Syria: There’s a chemical weapons agreement. Now what?
Also Monday, Turkish fighter jets downed a Syrian helicopter near the border between the two countries Monday, Turkey’s semiofficial Anatolia News Agency reported, citing Deputy Prime Minister Bulent Arinc. Syria’s state news agency SANA said the helicopter was watching for “terrorists” crossing the border and erroneously strayed into Turkish airspace, but was on its way back across the border when shot down.
Russia slams U.S. remarks on agreement
Even as the world awaited the U.N. inspectors’ report Monday, Russia openly bickered with the United States about the agreement they struck in Geneva over the weekend.
The framework they laid out calls for a U.N. resolution demanding that Syria’s chemical weapons be placed under international control. Security Council powers are now trying to put that framework into a resolution. But Russian Foreign Minister Sergey Lavrov on Monday accused U.S.
Secretary of State John Kerry “and his Western allies” of misunderstanding the deal, according to Russia’s state-run Itar-Tass news agency.
Lavrov said the deal does not say the U.N. resolution will be under Chapter VII of the U.N. charter, which potentially authorizes the use of force — and comments by U.S. Secretary of State John Kerry that the any resolution will need to include the possibility of force “show
unwillingness to read the document” that Russia and the United States endorsed.
The agreement states that if there is noncompliance “or any use of chemical weapons by anyone in Syria, the U.N. Security Council should impose measures under Chapter VII of the U.N. Charter.” But it does not specifically state that the resolution being sought now will be under that chapter.
Russia holds veto power on the council.
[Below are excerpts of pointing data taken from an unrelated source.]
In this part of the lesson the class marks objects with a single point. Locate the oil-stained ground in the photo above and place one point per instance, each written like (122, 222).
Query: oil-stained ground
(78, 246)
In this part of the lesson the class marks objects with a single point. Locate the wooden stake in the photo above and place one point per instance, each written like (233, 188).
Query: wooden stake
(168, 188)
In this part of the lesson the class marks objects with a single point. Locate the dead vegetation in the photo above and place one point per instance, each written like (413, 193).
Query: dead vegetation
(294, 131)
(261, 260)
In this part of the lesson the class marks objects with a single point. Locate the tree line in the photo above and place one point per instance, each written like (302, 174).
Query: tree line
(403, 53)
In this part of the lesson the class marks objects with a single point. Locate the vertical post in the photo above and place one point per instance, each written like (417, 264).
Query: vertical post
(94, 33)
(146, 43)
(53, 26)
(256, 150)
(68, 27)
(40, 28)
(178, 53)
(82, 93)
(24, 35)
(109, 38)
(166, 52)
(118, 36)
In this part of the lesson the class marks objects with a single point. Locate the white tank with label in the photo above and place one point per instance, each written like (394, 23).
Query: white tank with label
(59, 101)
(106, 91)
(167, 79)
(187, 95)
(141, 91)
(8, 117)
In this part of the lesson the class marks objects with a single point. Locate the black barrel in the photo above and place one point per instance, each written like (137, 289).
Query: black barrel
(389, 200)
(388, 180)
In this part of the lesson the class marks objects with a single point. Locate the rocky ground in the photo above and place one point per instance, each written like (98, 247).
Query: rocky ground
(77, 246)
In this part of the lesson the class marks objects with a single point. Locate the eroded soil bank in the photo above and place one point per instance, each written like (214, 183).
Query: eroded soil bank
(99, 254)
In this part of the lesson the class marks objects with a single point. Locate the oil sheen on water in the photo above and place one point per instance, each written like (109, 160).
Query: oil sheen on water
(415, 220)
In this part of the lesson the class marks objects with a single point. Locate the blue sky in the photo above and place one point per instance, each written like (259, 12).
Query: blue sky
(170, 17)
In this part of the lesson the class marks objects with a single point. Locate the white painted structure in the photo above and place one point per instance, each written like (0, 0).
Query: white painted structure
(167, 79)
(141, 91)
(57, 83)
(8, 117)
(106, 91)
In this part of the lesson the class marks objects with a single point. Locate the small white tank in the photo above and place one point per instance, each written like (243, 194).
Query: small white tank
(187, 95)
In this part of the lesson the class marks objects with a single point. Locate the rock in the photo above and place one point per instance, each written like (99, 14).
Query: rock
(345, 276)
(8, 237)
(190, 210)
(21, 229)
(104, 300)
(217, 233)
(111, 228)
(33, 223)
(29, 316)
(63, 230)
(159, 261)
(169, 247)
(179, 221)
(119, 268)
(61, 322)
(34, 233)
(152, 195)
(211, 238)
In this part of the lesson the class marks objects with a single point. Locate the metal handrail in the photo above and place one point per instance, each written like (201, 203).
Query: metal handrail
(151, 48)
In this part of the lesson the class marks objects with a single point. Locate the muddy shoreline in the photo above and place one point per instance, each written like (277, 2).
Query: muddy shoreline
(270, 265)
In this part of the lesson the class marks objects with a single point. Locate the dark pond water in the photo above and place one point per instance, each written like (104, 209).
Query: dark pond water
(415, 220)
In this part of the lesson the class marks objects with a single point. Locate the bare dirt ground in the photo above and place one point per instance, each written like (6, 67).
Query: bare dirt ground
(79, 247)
But Kerry told reporters Monday that “Should diplomacy fail, the military option is still on the table.”
“If the Assad regime believes that this is not enforceable, then they will play games,” he said.
Framework for eliminating Syrian chemical weapons
According to the plan, Syria must submit a full list of its chemical weapons stockpile within a week. International inspectors must be on the ground in the country by November, and all production equipment must be destroyed by the end of November.
By the middle of next year, all chemical weapons material must be destroyed, according to the agreement. But the process of securing and destroying Syria’s cache of chemical weapons — in the middle of a civil war — may be a logistical nightmare.